Is there a minimal, topologically mixing but not positively expansive dynamical system? Is there a compact metric space $X$ and a function $f:X\to X$ such that the dynamical system $(X, f)$ has the following three properties?


*

*minimal

*topologically mixing (a map $f$ is topologically mixing if for all nonempty open subsets $A$, $B$, there exists $N$ such that for every $n \geq N$ we have $f^n(A) \cap B \neq \emptyset$)

*not positively expansive (a map $f$ is positively expansive if there exists an $c>0$ such that for all $x\neq y$ there exists an $n \geq 0$ such that $d(f^n(x), f^n(y))>c$)
Somewhat of relevance:


*

*Since Jakobsen and Utz have shown that the circle does not admit an expansive homeomorphism, I was hoping there would be an example of a topologically mixing and minimal homeomorphism on the circle but YCor has shown that there is no such thing.

*Hiraide has shown in particular that there exist no expansive homeomorphisms on the 2-dimensional sphere $\mathbb S^2$, so maybe there is some hope there.
 A: There exist such topological dynamical systems. 
One of a few ways to prove that goes as follows:
E. Lehrer, Topological mixing and uniquely ergodic systems, Israel J. Math. 57 (1987), no. 2, 239-255 proved that every ergodic measure preserving system $(X,\mathcal{X}, \mu, T)$ has a topologically mixing, strictly ergodic topological model.
Recall that a measurable system is a quadruple $(X,\mathcal{X}, \mu, T)$, where $(X,\mathcal{X}, \mu)$ is a Lebesgue
probability space and $T \colon X \to X$ is an invertible measure preserving transformation.
A topological dynamical system is a pair $(X, T)$, where $X$ is a compact metric space and $T \colon X \to X$ is a homeomorphism.
Let $(X,\mathcal{X}, \mu, T)$ be an ergodic measurable system.
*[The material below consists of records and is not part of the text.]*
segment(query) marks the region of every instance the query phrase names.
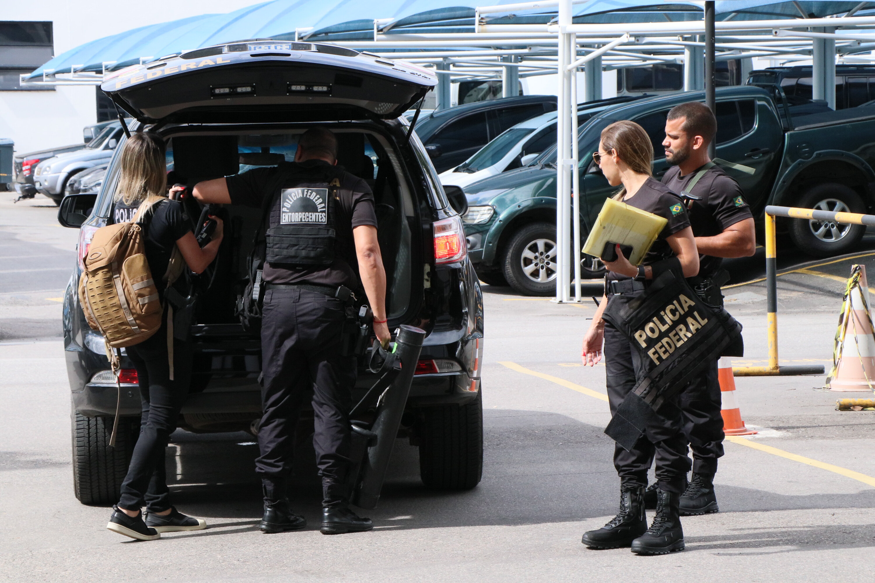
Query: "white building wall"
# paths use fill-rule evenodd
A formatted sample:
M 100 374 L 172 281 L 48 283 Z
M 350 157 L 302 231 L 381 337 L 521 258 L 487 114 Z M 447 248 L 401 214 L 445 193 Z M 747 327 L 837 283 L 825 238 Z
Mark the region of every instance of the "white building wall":
M 263 0 L 39 0 L 0 2 L 0 20 L 52 21 L 56 55 L 132 28 L 199 14 L 231 12 Z M 0 91 L 0 137 L 17 153 L 80 142 L 97 117 L 93 86 Z

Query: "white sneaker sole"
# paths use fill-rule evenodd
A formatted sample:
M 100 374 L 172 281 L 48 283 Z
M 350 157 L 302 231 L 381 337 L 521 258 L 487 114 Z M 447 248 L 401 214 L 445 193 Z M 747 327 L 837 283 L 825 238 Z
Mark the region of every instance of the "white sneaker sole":
M 149 528 L 153 528 L 158 532 L 182 532 L 183 531 L 203 531 L 206 528 L 206 521 L 203 518 L 195 518 L 198 521 L 197 526 L 151 526 L 146 524 Z
M 125 537 L 130 537 L 131 538 L 136 538 L 137 540 L 156 540 L 161 538 L 161 532 L 158 531 L 158 534 L 154 536 L 150 536 L 148 534 L 140 534 L 136 531 L 131 531 L 127 526 L 122 526 L 121 524 L 116 524 L 116 523 L 108 523 L 107 528 L 113 532 L 117 532 Z

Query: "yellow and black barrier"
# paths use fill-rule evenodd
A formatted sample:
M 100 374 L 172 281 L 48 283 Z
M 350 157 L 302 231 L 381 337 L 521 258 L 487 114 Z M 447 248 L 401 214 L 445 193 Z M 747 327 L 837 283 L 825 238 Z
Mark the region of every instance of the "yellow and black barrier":
M 875 215 L 856 212 L 833 212 L 816 209 L 800 209 L 792 206 L 766 207 L 766 295 L 768 324 L 768 366 L 740 366 L 733 368 L 736 377 L 764 377 L 801 374 L 823 374 L 822 365 L 778 365 L 778 276 L 774 232 L 775 217 L 823 220 L 833 223 L 850 223 L 875 226 Z

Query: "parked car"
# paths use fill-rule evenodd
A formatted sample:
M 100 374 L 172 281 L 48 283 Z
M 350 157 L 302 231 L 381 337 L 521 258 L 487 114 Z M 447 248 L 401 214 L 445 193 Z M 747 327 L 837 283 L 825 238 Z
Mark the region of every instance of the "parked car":
M 84 170 L 108 162 L 122 135 L 122 126 L 113 121 L 81 149 L 43 160 L 37 165 L 33 176 L 37 191 L 60 205 L 70 178 Z
M 578 108 L 578 125 L 605 108 L 635 99 L 640 98 L 612 97 L 581 103 Z M 556 113 L 551 111 L 517 123 L 458 166 L 441 173 L 441 183 L 444 186 L 464 188 L 478 180 L 528 165 L 539 154 L 556 144 Z
M 389 329 L 410 323 L 428 332 L 401 435 L 419 446 L 426 485 L 472 488 L 480 480 L 483 456 L 483 299 L 461 219 L 422 142 L 400 117 L 437 80 L 415 66 L 338 46 L 271 41 L 265 52 L 264 45 L 241 41 L 166 57 L 129 67 L 102 88 L 137 120 L 132 129 L 150 127 L 167 141 L 168 162 L 189 185 L 276 165 L 314 125 L 335 133 L 340 163 L 374 192 Z M 298 80 L 302 70 L 307 83 Z M 123 135 L 120 140 L 123 143 Z M 94 231 L 113 220 L 120 149 L 100 193 L 71 194 L 59 211 L 62 225 L 80 227 L 80 258 Z M 368 151 L 374 152 L 375 165 Z M 198 204 L 187 204 L 193 205 L 188 215 L 198 217 Z M 212 280 L 201 279 L 189 330 L 193 375 L 179 427 L 192 432 L 250 430 L 262 414 L 260 339 L 245 332 L 234 315 L 261 212 L 225 205 L 218 212 L 225 239 Z M 125 357 L 119 438 L 109 448 L 116 378 L 102 337 L 88 328 L 79 304 L 80 273 L 77 261 L 63 304 L 74 489 L 82 503 L 108 503 L 119 495 L 139 431 L 140 399 Z M 360 360 L 355 399 L 376 380 Z
M 106 176 L 107 166 L 108 165 L 109 163 L 105 162 L 102 164 L 98 164 L 94 168 L 89 168 L 78 174 L 74 174 L 73 177 L 66 181 L 64 196 L 79 194 L 80 192 L 96 194 L 98 190 L 100 190 L 101 184 L 103 184 L 103 177 Z
M 101 123 L 86 126 L 82 130 L 82 137 L 84 139 L 82 143 L 61 146 L 60 148 L 49 148 L 48 149 L 39 149 L 16 155 L 12 163 L 15 173 L 15 191 L 18 193 L 18 196 L 24 198 L 32 198 L 34 195 L 36 195 L 37 187 L 33 184 L 33 173 L 37 170 L 37 164 L 43 160 L 53 157 L 59 154 L 82 149 L 85 148 L 85 145 L 91 141 L 92 136 L 96 135 L 98 133 L 102 131 L 106 126 L 111 123 L 118 122 L 102 121 Z
M 590 156 L 601 130 L 618 120 L 643 126 L 654 144 L 654 172 L 661 177 L 668 167 L 662 146 L 668 110 L 704 99 L 703 92 L 690 92 L 613 106 L 581 128 L 582 237 L 605 199 L 616 191 Z M 755 169 L 752 176 L 726 171 L 738 181 L 760 225 L 766 205 L 850 212 L 875 208 L 875 111 L 853 108 L 794 116 L 784 127 L 781 108 L 773 93 L 760 87 L 717 89 L 717 156 Z M 525 168 L 466 187 L 468 255 L 486 283 L 507 281 L 532 295 L 555 293 L 556 163 L 554 148 Z M 847 252 L 864 232 L 859 226 L 816 220 L 788 219 L 781 225 L 796 246 L 818 257 Z M 601 277 L 604 268 L 598 259 L 584 256 L 582 273 Z
M 770 66 L 751 71 L 747 75 L 747 84 L 760 87 L 777 85 L 784 90 L 788 98 L 812 100 L 811 71 L 810 65 Z M 875 66 L 836 65 L 836 109 L 856 108 L 871 100 L 875 100 Z
M 556 95 L 524 95 L 440 109 L 420 116 L 416 135 L 435 169 L 444 172 L 520 121 L 556 111 Z

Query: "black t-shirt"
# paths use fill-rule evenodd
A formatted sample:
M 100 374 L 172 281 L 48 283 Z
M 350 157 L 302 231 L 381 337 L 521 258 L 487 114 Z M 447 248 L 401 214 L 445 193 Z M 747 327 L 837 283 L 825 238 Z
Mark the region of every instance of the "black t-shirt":
M 624 198 L 623 202 L 636 209 L 653 212 L 667 219 L 668 222 L 659 233 L 659 237 L 650 246 L 650 251 L 644 256 L 641 265 L 651 265 L 675 254 L 666 238 L 678 231 L 690 226 L 687 210 L 681 204 L 681 199 L 668 186 L 654 179 L 648 178 L 631 198 Z M 609 272 L 608 278 L 612 280 L 627 280 L 628 275 Z
M 302 166 L 313 167 L 327 164 L 322 160 L 307 160 Z M 279 183 L 282 165 L 254 170 L 225 177 L 231 202 L 234 205 L 261 207 L 264 197 L 274 197 L 279 189 L 298 187 L 322 187 L 318 182 Z M 334 205 L 335 254 L 334 261 L 327 267 L 321 266 L 293 266 L 264 264 L 262 277 L 268 283 L 312 283 L 326 286 L 347 286 L 358 288 L 356 270 L 358 261 L 353 229 L 363 225 L 377 226 L 374 208 L 374 194 L 361 178 L 349 172 L 343 172 L 338 199 Z M 280 197 L 276 197 L 270 209 L 270 226 L 279 224 Z
M 686 190 L 687 184 L 699 170 L 701 169 L 697 168 L 686 176 L 681 176 L 680 167 L 675 166 L 668 169 L 662 177 L 662 184 L 672 191 L 680 192 Z M 719 166 L 708 169 L 696 183 L 690 194 L 702 197 L 702 200 L 693 202 L 688 211 L 693 235 L 696 237 L 713 237 L 739 221 L 753 218 L 738 183 Z M 722 262 L 723 260 L 719 257 L 699 255 L 699 275 L 713 275 L 720 268 Z
M 113 209 L 113 219 L 116 223 L 130 222 L 136 212 L 138 206 L 128 206 L 123 202 L 116 203 Z M 158 294 L 164 298 L 164 285 L 162 282 L 167 264 L 173 253 L 173 246 L 182 239 L 186 233 L 192 232 L 192 222 L 182 206 L 176 200 L 162 200 L 156 203 L 150 210 L 150 218 L 144 218 L 145 223 L 144 232 L 146 233 L 144 245 L 146 247 L 146 261 L 149 270 L 152 272 L 152 279 L 158 288 Z

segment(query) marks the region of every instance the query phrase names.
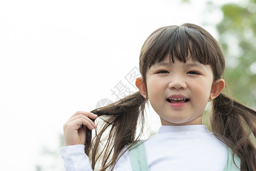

We say that $(\hat{X},\hat{\mathcal{X}}, \hat{\mu}, \hat{T})$ is a
topological model for $(X,\mathcal{X}, \mu, T)$ if $(\hat{X} , \hat{T})$ is a topological dynamical system, $\hat{\mu}$ is an invariant Borel probability measure on $\hat{X}$, $\hat{\mathcal{X}}$ denotes the Bore $\sigma$-algebra on $\hat{X}$ and the measure preserving systems $(X,\mathcal{X}, \mu, T)$ and $(\hat{X},\hat{\mathcal{X}}, \hat{\mu}, \hat{T})$ are measure theoretically isomorphic.
Lehrer's result implies in particular that if you start with a measure preserving system where $X=[0,1]^\infty$ with the product topology (the Hilbert cube), $T=\sigma$ the shift transformation, Borel $\sigma$-algebra on $X$ and the product $\lambda^\infty$ of Lebesgue measures then its topological model will be minimal and will have infinite topological entropy hence it will not be positively expansive (since positively expansive systems have finite entropy). I believe that simpler examples can be constructed by considering minimal subsets of $X=[0,1]^\infty$.